What version of nerfstudio are you using? The current code in this repo should work for v3.4.0, but I think there were recent changes on nerfstudio's main branch that changed the data API a bit.

wanger-666 commented 10 months ago

My version is when "Add PyNeRF external method #2734" was merged on January 10, 2024.The version number v3.4.0 hasn't changed in a long time.

hturki commented 10 months ago

Understood and agreed that it's not ideal, it's just that the data API has since changed and I'm hesitant to change the main branch of this repo until another tagged release comes out. If you want to use nerfstudio main, you can try modifying the constructors accordingly (ie: remove the camera optimizer arg):

+++ b/pynerf/data/datamanagers/random_subset_datamanager.py
@@ -93,8 +93,7 @@ class RandomSubsetDataManager(DataManager):

         self.train_camera_optimizer = self.config.camera_optimizer.setup(
             num_cameras=self.train_dataparser_outputs.cameras.size, device=self.device)
-        self.train_ray_generator = RayGenerator(self.train_dataparser_outputs.cameras.to(self.device),
-                                                self.train_camera_optimizer)
+        self.train_ray_generator = RayGenerator(self.train_dataparser_outputs.cameras.to(self.device))

         fields_to_load = {RGB}
         for additional_field in {DEPTH, WEIGHT, TRAIN_INDEX}:
@@ -117,8 +116,7 @@ class RandomSubsetDataManager(DataManager):
         self.eval_dataset = InputDataset(self.eval_dataparser_outputs)
         self.eval_camera_optimizer = self.config.camera_optimizer.setup(
             num_cameras=self.eval_dataparser_outputs.cameras.size, device=self.device)
-        self.eval_ray_generator = RayGenerator(self.eval_dataparser_outputs.cameras.to(self.device),
-                                               self.eval_camera_optimizer)
+        self.eval_ray_generator = RayGenerator(self.eval_dataparser_outputs.cameras.to(self.device))

         self.eval_image_metadata = self._get_image_metadata(self.eval_dataparser_outputs)
         self.eval_batch_dataset = RandomSubsetDataset(
hturki commented 10 months ago

if that works for you, I could maybe wrap the constructors with a try-catch to test out both constructors (and handle both versions) in the interim?

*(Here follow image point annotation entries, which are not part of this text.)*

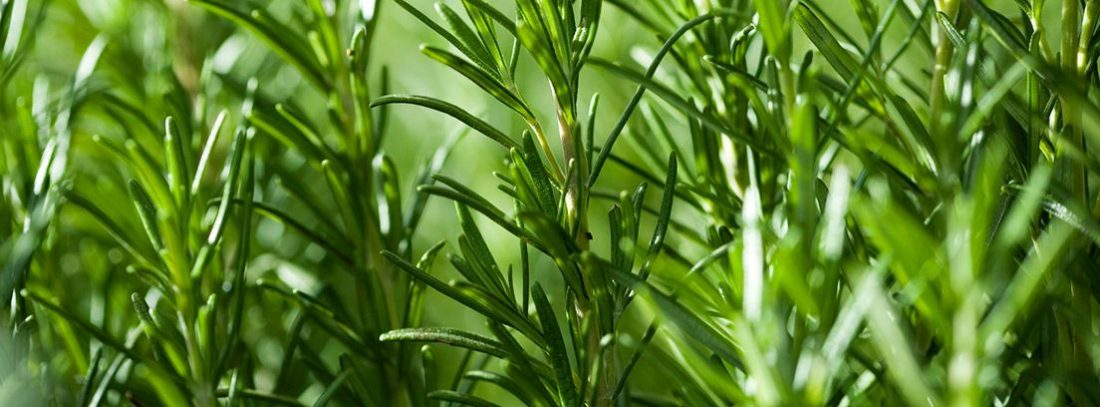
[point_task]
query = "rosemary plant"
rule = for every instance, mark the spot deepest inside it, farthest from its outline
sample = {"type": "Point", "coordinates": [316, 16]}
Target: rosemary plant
{"type": "Point", "coordinates": [697, 202]}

fabfabsto commented 9 months ago
+++ b/pynerf/data/datamanagers/random_subset_datamanager.py
@@ -93,8 +93,7 @@ class RandomSubsetDataManager(DataManager):

         self.train_camera_optimizer = self.config.camera_optimizer.setup(
             num_cameras=self.train_dataparser_outputs.cameras.size, device=self.device)
-        self.train_ray_generator = RayGenerator(self.train_dataparser_outputs.cameras.to(self.device),
-                                                self.train_camera_optimizer)
+        self.train_ray_generator = RayGenerator(self.train_dataparser_outputs.cameras.to(self.device))

         fields_to_load = {RGB}
         for additional_field in {DEPTH, WEIGHT, TRAIN_INDEX}:
@@ -117,8 +116,7 @@ class RandomSubsetDataManager(DataManager):
         self.eval_dataset = InputDataset(self.eval_dataparser_outputs)
         self.eval_camera_optimizer = self.config.camera_optimizer.setup(
             num_cameras=self.eval_dataparser_outputs.cameras.size, device=self.device)
-        self.eval_ray_generator = RayGenerator(self.eval_dataparser_outputs.cameras.to(self.device),
-                                               self.eval_camera_optimizer)
+        self.eval_ray_generator = RayGenerator(self.eval_dataparser_outputs.cameras.to(self.device))

         self.eval_image_metadata = self._get_image_metadata(self.eval_dataparser_outputs)
         self.eval_batch_dataset = RandomSubsetDataset(

This works for me! I'm running nerfstudio 1.0.0. Many thanks!

JamesAscroft commented 8 months ago

How exactly do I go about implimenting this change in code?